To investigate the association between the metabolic syndrome (MetS) and the predictors of the progression of benign prostatic hyperplasia (BPH).

MATERIALS AND METHODS:

A total of 778 male police officers in their 50s with moderate to severe lower urinary tract symptoms (International Prostate Symptom Score > 7) were included in the present study. We defined the predictors of the risk of clinical progression of BPH as the total prostate volume ≥31 cm3, prostate-specific antigen level ≥1.6 ng/mL, maximal flow rate <10.6 mL/s, and postvoid residual urine volume of ≥39 mL. The MetS was defined using the National Cholesterol Education Program-Adult Treatment Panel III guidelines. We used the Mantel-Haenszel extension test and logistic regression analyses to statistically examine their relationship.

RESULTS:

The percentage of participants with ≥1 predictor for the progression of BPH, the percentage of participants with a total prostate volume of ≥31 cm3, and the percentage of participants with a postvoid residual urine volume of ≥39 mL increased significantly with the increase in the number of components of the MetS (P = .003, P = .001, and P = .007, respectively).
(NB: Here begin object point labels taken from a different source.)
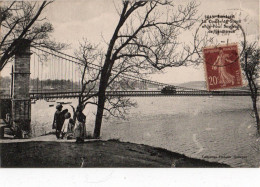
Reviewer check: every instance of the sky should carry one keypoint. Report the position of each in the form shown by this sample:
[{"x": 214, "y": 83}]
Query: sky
[{"x": 97, "y": 19}]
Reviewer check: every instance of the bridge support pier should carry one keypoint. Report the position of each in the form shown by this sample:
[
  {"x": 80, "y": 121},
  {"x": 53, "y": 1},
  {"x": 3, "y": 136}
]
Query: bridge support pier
[{"x": 21, "y": 103}]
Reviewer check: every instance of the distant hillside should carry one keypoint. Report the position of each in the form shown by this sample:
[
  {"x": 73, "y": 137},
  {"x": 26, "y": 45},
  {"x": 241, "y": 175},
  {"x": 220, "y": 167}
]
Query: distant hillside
[
  {"x": 195, "y": 85},
  {"x": 202, "y": 86}
]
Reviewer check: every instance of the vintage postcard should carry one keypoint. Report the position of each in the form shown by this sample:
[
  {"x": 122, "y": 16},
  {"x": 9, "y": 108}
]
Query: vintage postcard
[{"x": 127, "y": 83}]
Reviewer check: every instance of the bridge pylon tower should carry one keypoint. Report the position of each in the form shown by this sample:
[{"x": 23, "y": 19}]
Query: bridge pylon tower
[{"x": 21, "y": 103}]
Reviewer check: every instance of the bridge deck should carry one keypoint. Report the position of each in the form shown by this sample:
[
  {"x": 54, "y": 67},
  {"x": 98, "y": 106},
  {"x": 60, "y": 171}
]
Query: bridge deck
[{"x": 75, "y": 94}]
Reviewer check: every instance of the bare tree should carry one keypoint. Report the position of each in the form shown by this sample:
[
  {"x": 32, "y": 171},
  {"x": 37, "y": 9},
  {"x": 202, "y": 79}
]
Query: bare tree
[
  {"x": 251, "y": 67},
  {"x": 145, "y": 39},
  {"x": 91, "y": 58},
  {"x": 22, "y": 20}
]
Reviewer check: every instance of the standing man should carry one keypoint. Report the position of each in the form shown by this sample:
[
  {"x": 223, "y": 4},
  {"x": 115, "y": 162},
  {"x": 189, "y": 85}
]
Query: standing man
[
  {"x": 59, "y": 118},
  {"x": 80, "y": 126}
]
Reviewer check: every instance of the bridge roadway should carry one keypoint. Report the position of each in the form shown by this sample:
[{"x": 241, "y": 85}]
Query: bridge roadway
[{"x": 148, "y": 93}]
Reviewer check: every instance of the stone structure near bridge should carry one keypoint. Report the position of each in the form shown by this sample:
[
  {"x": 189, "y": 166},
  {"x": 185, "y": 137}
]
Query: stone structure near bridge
[{"x": 21, "y": 103}]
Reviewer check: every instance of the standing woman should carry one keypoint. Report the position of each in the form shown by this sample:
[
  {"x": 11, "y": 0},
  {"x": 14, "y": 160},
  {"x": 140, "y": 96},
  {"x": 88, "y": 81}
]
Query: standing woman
[{"x": 80, "y": 126}]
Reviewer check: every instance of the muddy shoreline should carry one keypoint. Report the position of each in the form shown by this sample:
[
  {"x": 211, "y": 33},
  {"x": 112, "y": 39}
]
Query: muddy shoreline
[{"x": 92, "y": 154}]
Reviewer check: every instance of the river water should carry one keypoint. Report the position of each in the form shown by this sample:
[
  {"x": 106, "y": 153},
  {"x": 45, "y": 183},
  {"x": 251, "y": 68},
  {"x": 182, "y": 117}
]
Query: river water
[{"x": 212, "y": 128}]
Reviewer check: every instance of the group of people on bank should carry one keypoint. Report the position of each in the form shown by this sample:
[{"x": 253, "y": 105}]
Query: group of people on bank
[{"x": 67, "y": 127}]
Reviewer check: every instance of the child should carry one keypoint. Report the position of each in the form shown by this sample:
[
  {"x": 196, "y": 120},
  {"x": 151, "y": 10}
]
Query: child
[{"x": 67, "y": 129}]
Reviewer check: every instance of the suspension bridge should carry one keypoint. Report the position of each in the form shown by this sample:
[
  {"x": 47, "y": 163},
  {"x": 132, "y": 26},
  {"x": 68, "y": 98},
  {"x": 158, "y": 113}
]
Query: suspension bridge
[
  {"x": 54, "y": 75},
  {"x": 40, "y": 73}
]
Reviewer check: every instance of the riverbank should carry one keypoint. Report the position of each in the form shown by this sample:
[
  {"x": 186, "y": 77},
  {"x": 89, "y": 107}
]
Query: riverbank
[{"x": 46, "y": 152}]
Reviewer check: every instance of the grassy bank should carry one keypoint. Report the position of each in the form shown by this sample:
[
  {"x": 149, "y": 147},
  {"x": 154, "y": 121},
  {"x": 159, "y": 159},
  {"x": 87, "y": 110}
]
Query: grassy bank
[{"x": 112, "y": 153}]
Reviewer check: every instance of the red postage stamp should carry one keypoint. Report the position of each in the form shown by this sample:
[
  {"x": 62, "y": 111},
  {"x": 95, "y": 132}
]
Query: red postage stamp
[{"x": 222, "y": 67}]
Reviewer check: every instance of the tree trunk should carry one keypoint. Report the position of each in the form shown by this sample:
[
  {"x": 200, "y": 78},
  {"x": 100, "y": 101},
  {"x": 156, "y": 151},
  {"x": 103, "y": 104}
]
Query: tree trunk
[
  {"x": 100, "y": 110},
  {"x": 256, "y": 115}
]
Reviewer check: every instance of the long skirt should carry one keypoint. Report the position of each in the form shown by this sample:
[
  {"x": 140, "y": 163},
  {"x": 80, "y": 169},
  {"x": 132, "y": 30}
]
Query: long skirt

After adjusting for age and serum testosterone levels, the MetS was shown to be significantly associated with the presence ≥1 predictor for the progression of BPH (odds ratio 1.423, 95% confidence interval 1.020-1.986).

CONCLUSION:

Our data have shown that the MetS is associated with the predictors of the risk of clinical progression of BPH in men in their 50s with moderate to severe lower urinary tract symptoms.